Most start-up business owners don’t come from a background you’d expect. They are invariably run by the people who are brave enough and resilient enough to pursue their dreams and take the plunge, and not necessarily confined to those who have an MBA from a top business school. Many of our loan recipients come from challenging backgrounds, but have used their experiences to drive them forward to success.

Valencia Simpson owns The Kupcake Kitchen which launched in May 2016

Valencia’s story is extraordinary. It shows that no matter what your background is, being determined and striving for success can lead to achieving great things. It also shows what having an end goal in mind can do.

For anyone looking to start a business, write out your goals for the 12 months. Bullet point exactly how you’re going to achieve this, and constantly review it. Keeping it saved on your phone or written on your fridge will help, for example.

And constantly remind yourself why you started this journey. If you’ve been inspired by another business owner, keep them at the forefront of your mind too.

Not only will it help give you direction, but when times are tough it will act as a reminder of what you started out to achieve.

Share your goals openly with your loved ones too, they will be some of your best business advisers when you’re at your lowest point. They can help remind you of what you set out to achieve.

2. When one door closes, another one opens

It’s important to remember that a setback in your career doesn’t have to signal an ending. It can give you the opportunity to change direction and try your hand at something you’ve always wanted to pursue.

Chis Evans launched Waterfall Ways, an events and catering company based in South Wales

It’s common for people who take redundancy to look for another job in a similar field, but we would encourage anyone in this position to use it as an opportunity for a ‘career 180’.

Think back to when you were at school and imagined a ‘dream job’. Would it be viable to give it a go now? Our main piece of advice is: when your career doesn’t go as planned, take it as an opportunity to make a change for the better.

Take some time to challenge yourself in to writing a brief business plan over a weekend.

If you find yourself excited and inspired afterwards, then rather than dusting off your old CV and applying for similar roles, devote yourself to building a solid business plan.

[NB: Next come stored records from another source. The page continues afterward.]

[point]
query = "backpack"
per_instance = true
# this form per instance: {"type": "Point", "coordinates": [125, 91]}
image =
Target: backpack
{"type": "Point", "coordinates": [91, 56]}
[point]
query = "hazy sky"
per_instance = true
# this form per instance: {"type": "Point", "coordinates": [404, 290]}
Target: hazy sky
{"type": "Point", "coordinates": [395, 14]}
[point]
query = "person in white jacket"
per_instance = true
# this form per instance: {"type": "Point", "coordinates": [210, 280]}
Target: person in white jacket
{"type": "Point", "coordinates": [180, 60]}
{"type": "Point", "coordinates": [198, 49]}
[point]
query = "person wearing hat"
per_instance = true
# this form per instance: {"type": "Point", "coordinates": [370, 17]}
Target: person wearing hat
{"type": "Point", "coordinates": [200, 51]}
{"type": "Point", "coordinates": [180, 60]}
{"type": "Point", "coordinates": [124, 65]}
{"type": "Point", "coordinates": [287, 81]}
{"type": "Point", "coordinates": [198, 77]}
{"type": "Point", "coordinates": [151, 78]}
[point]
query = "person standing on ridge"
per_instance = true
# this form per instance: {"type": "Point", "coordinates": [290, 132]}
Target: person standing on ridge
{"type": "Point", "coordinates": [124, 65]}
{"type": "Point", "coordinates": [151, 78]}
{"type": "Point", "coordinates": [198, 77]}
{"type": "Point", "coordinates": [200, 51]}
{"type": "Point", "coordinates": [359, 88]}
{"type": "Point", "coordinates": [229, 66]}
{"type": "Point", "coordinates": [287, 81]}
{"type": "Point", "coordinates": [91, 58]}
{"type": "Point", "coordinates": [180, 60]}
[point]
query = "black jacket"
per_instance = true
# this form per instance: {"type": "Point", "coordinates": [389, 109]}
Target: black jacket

There are loads of free tools available online to help do this, like the British Business Bank’s Business Finance Guide.

3. If things aren’t working, rethink your strategy but don’t give up

Many start-ups think that from the outset their business will take an upward trajectory. Unfortunately, it’s not always plain-sailing, and for many, rethinking your initial strategy is the only option to keep your business alive.

Often, start-ups think that they must follow their original business plan word-for-word. But this can lead to failure as they are far too static in their approach.

We’d encourage people looking to start their own business to write a detailed business plan, but to revisit and evolve it constantly as the business grows.

You can’t predict exactly how your business will expand, or what might happen during your journey, so be prepared to rethink your original plan.

This is why it’s useful to have a mentor on hand to help you make vital decisions like this.

They will have had first-hand experience of decisions like this during their career, and having somebody else to learn from can be invaluable, which is why we pair our loan recipients with a dedicated mentor from the outset.

We’d advise you to meet them regularly, speak to them over the phone, or email them to seek their advice. Explore which funding and mentoring provider is right for you by searching online, asking friends or family for business contacts, or by attending networking events.